Bunu söyleyen sen misin?
Olha quem fala.
- O biri sen misin?
E esse alguém és tu?
Beni öldürmeye çalışan sen misin?
É o senhor que está a tentar matar-me?
- Sahibi sen misin?
Estás a brincar? Três pessoas aqui dentro ao mesmo tempo,
- Sen iyi misin?
- Estás bem?
Sen hâlâ evli misin?
Ainda estás casado?
Madem sen kurtuldun bana rehberlik edebilirsin. Bana yardım eder misin o zaman?
Podes ajudar-me, então?
- Sen ciddi misin?
- Como assim?
- Ciddi misin sen?
- Estás a falar a sério? - Fui escolhida.
Ciddi misin sen?
Estás a falar a sério?
- İyi misin sen?
- Estás bem?
Sen değiştirmek ister misin?
Queres usá-lo?
Sen halledebilir misin?
Consegues lidar com isto?
Sen de hayalperest misin Rebecca?
É uma sonhadora, Rebecca?
Sen iyi misin?
Estás bem?
Sen gazeteci misin infazcı mı?
És jornalista ou justiceiro?
Sen bizi hastaneye sokabileceğinden emin misin?
Tens a certeza que nos consegues colocar no hospital?
Biliyorum. Sen iyi misin?
A senhora está bem?
İyi misin sen?
O que foi? Está tudo bem.
- İyi misin sen?
Estás bem?
Brenda sen misin?
É a Brenda?
Kimseyi takımdan atamaz. Ciddi misin sen?
Ela não pode simplesmente expulsar alguém da equipa.
Sen uzman değil misin?
Espere. Não é um assistente?
Pembe kod olasılığı var. Sen ilgilenir misin?
Tenho um possível Código Rosa.
Evet, sen iyi misin?
Tu estás?
Brenda, sen iyi misin?
Brenda, estás bem?
- Sen de bu işin içinde misin? - Dalga mı geçiyorsun benimle?
- Está metida nisto?
Şu koridorda gördüğüm fıstık için fazla yaşlı değil misin sen?
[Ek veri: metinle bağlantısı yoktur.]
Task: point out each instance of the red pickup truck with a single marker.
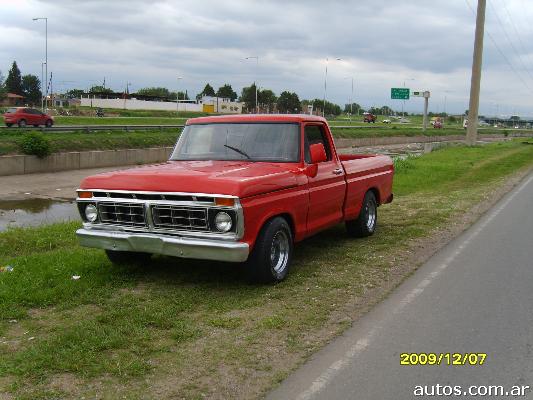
(236, 188)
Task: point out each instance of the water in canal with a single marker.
(34, 212)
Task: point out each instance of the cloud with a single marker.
(381, 44)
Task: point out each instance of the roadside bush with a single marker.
(36, 144)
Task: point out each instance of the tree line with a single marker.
(27, 85)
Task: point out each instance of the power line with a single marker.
(509, 40)
(501, 52)
(523, 47)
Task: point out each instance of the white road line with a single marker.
(323, 380)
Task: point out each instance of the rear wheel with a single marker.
(365, 224)
(270, 260)
(127, 257)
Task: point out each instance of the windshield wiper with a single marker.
(238, 151)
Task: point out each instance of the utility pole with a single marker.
(426, 104)
(45, 55)
(255, 83)
(178, 95)
(326, 86)
(473, 108)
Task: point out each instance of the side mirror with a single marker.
(318, 153)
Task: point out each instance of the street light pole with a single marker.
(256, 76)
(326, 86)
(42, 80)
(45, 54)
(351, 99)
(178, 95)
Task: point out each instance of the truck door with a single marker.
(327, 188)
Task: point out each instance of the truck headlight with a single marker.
(223, 221)
(91, 213)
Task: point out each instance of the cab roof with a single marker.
(242, 118)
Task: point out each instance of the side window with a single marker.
(315, 134)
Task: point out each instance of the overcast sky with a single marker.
(381, 44)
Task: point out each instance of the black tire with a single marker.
(272, 254)
(365, 224)
(127, 257)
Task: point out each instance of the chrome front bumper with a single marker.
(204, 249)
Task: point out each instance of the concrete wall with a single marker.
(134, 104)
(19, 164)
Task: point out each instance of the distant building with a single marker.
(13, 100)
(206, 104)
(220, 105)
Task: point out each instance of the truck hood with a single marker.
(237, 178)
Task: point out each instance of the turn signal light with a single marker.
(85, 195)
(224, 202)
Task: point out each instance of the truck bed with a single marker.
(366, 172)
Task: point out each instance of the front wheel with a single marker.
(127, 257)
(365, 224)
(272, 254)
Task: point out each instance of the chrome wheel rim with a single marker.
(279, 251)
(370, 211)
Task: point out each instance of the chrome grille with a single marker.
(130, 214)
(179, 217)
(154, 196)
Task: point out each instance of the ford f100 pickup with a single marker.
(236, 188)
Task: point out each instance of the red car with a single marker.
(369, 117)
(239, 189)
(23, 116)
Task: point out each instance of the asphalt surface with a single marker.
(474, 296)
(50, 185)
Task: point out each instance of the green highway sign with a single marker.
(400, 93)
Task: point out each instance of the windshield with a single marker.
(235, 141)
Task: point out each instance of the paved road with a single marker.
(61, 185)
(475, 295)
Não estás a ficar um pouco velho para aquela brasa que vi no corredor?
Ciddi misin sen?
A sério?
- Sen değil misin?
- Não estás?
Sen iyi misin?
Tu estás bem?
Sen iyi misin?
- Estás bem?
Anne sen misin?
Mãe, és tu?
Ciddi misin sen?
- Estás a falar a sério?
- Blake, sen halleder misin?
- Blake, cuida disso. - Claro.
Vay canına! Sen iyi misin?
Está bem?
Kaptan, sen iyi misin?
Capitão, estás bem?
- Sen ciddi misin?
- A sério?
Sen kolejde misin?
Na universidade?
Bu gece ayrılırsak sen kendi işine bakabilir misin?
Se nos separarmos hoje, podemos ficar assim?
Sen iyi misin?
Que se passa? Estás bem?
- Ciddi misin sen?
- A sério?
İyi misin sen?
Estás bem?
- Yapabilir misin? - Sen at sadece.
- Consegues fazer isto?
Sen iyi misin? Çığlık attığını duydum.
Tu estás bem?
Hey, sen iyi misin?
Pareces...

© 2017 - 2024 Translate.vc | [email protected]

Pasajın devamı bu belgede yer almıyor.